In Sculptor’s Daughter (1968), a memoir from the point of view of young Tove circa age six or seven, the storm is nothing but fun.
Everything lying on the slope below the house had floated out to sea and the off-shore wind was carrying it out towards the sound and the wind was getting stronger and stronger and the water was rising higher and higher. I was shouting with glee, too, as I waded up and down and felt the floating grass getting tangled round my legs…
And the visitors hauled on the rope and were soaked to the skin in their nightshirts and had no idea what fun the whole thing was, which served them right…
Then Daddy went out again. Mummy poured out tea for us all. It was the best storm we ever had. (“High Water,” 103-4)
For example. Or see “The Tulle Skirt,” in which a little girl crawls around in a big black skirt which creates, in a mirror, a shapeless monster with its own frightening existence, at least until Tove tires of the game. Or try “Snow,” where the girl and her mother are alone in a big house during a long blizzard.
The snow on the ground began to slither away. It slid in an enormous avalanche which grew and grew over the edge of the world… oh no! oh no!

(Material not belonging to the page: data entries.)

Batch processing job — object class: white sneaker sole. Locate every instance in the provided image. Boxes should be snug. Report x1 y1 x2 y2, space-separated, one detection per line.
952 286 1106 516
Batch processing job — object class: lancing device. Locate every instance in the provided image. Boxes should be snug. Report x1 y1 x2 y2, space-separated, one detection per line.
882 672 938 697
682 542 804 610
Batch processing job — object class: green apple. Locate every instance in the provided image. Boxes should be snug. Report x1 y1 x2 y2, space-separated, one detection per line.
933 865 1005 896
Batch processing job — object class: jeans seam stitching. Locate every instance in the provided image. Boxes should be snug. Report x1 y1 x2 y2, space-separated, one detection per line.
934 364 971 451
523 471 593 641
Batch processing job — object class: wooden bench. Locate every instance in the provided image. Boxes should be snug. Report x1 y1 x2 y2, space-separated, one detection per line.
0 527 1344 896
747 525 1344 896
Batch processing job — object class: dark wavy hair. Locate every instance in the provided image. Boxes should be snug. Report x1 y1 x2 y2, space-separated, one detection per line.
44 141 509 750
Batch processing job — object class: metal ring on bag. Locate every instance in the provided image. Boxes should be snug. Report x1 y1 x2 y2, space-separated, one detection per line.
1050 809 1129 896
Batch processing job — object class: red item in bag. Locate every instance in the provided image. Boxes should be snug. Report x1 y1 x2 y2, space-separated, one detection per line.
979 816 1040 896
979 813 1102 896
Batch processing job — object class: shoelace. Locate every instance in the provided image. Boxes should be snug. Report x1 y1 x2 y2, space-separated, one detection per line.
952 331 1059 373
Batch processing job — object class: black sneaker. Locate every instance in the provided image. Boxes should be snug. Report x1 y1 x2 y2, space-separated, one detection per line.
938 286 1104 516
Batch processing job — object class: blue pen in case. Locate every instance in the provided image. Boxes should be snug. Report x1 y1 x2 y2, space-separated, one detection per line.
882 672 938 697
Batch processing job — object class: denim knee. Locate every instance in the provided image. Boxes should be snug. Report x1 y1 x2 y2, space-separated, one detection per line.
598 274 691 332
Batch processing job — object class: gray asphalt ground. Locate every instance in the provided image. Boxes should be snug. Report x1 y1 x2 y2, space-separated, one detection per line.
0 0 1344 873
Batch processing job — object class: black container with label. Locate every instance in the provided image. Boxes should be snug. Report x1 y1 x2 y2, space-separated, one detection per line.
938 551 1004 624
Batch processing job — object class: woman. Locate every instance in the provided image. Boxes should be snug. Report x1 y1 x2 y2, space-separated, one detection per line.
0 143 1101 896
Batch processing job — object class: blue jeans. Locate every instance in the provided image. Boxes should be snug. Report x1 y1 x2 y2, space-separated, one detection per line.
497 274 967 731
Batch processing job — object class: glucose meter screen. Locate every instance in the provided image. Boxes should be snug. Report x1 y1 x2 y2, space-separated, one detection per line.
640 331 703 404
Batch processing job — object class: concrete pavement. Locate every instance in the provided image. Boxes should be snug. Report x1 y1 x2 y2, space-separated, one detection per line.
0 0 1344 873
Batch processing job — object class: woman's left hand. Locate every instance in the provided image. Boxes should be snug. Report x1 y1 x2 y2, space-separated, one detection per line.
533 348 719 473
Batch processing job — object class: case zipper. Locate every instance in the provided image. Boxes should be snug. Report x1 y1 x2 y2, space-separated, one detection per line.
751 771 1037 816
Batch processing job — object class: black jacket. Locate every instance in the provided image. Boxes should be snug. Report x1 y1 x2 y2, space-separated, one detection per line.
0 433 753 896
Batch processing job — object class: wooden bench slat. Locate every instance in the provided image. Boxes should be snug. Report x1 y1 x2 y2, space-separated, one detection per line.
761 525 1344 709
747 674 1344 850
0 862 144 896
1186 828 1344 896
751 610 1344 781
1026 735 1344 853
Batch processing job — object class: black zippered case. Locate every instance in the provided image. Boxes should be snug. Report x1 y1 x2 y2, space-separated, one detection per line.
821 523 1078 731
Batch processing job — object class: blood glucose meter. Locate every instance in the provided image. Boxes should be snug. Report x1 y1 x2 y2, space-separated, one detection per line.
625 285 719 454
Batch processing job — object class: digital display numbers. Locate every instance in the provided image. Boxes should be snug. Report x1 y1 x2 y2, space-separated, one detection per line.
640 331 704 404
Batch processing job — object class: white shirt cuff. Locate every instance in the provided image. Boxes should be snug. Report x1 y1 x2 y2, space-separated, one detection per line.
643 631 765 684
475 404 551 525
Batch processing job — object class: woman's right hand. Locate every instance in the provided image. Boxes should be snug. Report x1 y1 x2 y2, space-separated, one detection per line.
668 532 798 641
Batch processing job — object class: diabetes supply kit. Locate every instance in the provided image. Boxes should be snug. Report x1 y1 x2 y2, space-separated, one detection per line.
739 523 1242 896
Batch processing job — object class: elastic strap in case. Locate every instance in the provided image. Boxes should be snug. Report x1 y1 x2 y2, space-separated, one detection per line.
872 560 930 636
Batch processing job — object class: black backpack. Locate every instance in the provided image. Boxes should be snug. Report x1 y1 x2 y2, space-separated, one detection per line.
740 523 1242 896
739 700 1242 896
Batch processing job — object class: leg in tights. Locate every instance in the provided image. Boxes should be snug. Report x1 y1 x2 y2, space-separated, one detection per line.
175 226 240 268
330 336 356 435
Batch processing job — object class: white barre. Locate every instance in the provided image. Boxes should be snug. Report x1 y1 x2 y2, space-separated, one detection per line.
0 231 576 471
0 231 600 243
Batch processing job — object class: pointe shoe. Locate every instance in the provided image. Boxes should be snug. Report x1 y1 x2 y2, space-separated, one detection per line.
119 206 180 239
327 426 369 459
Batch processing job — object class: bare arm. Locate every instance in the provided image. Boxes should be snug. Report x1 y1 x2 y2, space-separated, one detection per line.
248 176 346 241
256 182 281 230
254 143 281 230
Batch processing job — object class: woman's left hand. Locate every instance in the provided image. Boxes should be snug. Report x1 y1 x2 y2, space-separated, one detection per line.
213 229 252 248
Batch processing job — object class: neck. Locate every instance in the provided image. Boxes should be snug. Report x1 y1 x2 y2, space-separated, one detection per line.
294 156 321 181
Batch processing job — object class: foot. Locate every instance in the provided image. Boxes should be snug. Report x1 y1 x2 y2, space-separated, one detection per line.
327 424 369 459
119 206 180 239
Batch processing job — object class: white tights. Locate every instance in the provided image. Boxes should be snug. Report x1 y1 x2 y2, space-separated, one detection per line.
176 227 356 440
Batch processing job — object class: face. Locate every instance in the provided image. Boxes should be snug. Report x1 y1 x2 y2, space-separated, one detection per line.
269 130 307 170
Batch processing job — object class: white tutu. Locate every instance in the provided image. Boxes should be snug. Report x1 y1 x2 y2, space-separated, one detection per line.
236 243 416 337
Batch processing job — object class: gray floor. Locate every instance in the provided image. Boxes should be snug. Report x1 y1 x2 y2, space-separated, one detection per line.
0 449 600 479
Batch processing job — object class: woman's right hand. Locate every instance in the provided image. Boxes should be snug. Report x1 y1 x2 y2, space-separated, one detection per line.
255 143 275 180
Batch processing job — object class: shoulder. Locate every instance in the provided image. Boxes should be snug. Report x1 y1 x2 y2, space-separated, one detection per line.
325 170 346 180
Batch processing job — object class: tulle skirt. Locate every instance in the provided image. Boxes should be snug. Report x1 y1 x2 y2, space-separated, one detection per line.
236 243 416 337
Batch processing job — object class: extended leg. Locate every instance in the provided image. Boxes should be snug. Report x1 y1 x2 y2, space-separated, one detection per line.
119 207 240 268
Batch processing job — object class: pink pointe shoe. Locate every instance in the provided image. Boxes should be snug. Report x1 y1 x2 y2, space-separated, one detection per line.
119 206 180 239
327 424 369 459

I rolled backwards and forwards on the carpet to make the horror of it seem greater, and in the end I saw the wall heave over me and the pictures hung straight out on their wires.
What are you doing? Mummy asked. (“Snow,” 163-4)
This is all just child’s play, but of a kind Jansson kept doing in her fiction. The chapter in the memoir parallels the earlier Moomintroll Midwinter (1957) – the Swedish title, Trollvinter, is unimprovable – in which the young Moomintroll inexplicably awakes from hibernation and experiences, for the first time, winter, which from his point of view is a kind of catastrophe, unknown and frightening, but is really just an ordinary winter.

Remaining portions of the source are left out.